Esri / spatial-framework-for-hadoop

The Spatial Framework for Hadoop allows developers and data scientists to use the Hadoop data processing system for spatial data analysis.
Apache License 2.0
363 stars 160 forks source link

GeoJsonInputFormat with Hive-0.14 NullPointerException #99

Closed randallwhitman closed 7 years ago

randallwhitman commented 8 years ago
$ hive  --hiveconf hive.root.logger=WARN,console
-- ...
hive> select rowid, st_astext(shape) from randall.test15gj2 limit 4;
OK
Failed with exception java.io.IOException:java.lang.NullPointerException
16/03/09 17:24:48 [main]: ERROR CliDriver: Failed with exception java.io.IOException:java.lang.NullPointerException
java.io.IOException: java.lang.NullPointerException
        at org.apache.hadoop.hive.ql.exec.FetchOperator.getNextRow(FetchOperator.java:663)
        at org.apache.hadoop.hive.ql.exec.FetchOperator.pushRow(FetchOperator.java:561)
-- ...
Caused by: java.lang.NullPointerException
        at org.apache.hadoop.mapred.TextInputFormat.isSplitable(TextInputFormat.java:49)
        at org.apache.hadoop.mapred.FileInputFormat.getSplits(FileInputFormat.java:343)
        at com.esri.json.hadoop.UnenclosedGeoJsonInputFormat.getSplits(UnenclosedGeoJsonInputFormat.java:40)
        at org.apache.hadoop.hive.ql.exec.FetchOperator.getRecordReader(FetchOperator.java:442)
        at org.apache.hadoop.hive.ql.exec.FetchOperator.getNextRow(FetchOperator.java:588)
        ... 15 more

Not seen on hive-.13 version. Note: Hive (both .13 & .14) is using the MRv1 API of the InputFormat. Should also mention that GeoJsonInputFormat had passed integration testing with a custom MapReduce application - that exercised MRv2 rather than MRv1.

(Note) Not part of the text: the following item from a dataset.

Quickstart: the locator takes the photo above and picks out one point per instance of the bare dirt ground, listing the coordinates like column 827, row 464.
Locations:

randallwhitman commented 8 years ago

I have a patch in development - need to prepare commit.

randallwhitman commented 8 years ago

Hive-.13: TextInputFormat => OK, FileInputFormat => OK. Hive-.14: TextInputFormat => NPE, FileInputFormat => OK.

Not sure whether to characterize this as a bug in UnenclosedGeoJsonInputFormat, or/versus, a bug in Hive-.14; fortunately the anonymous class extending FileInputFormat<K,V> works in both.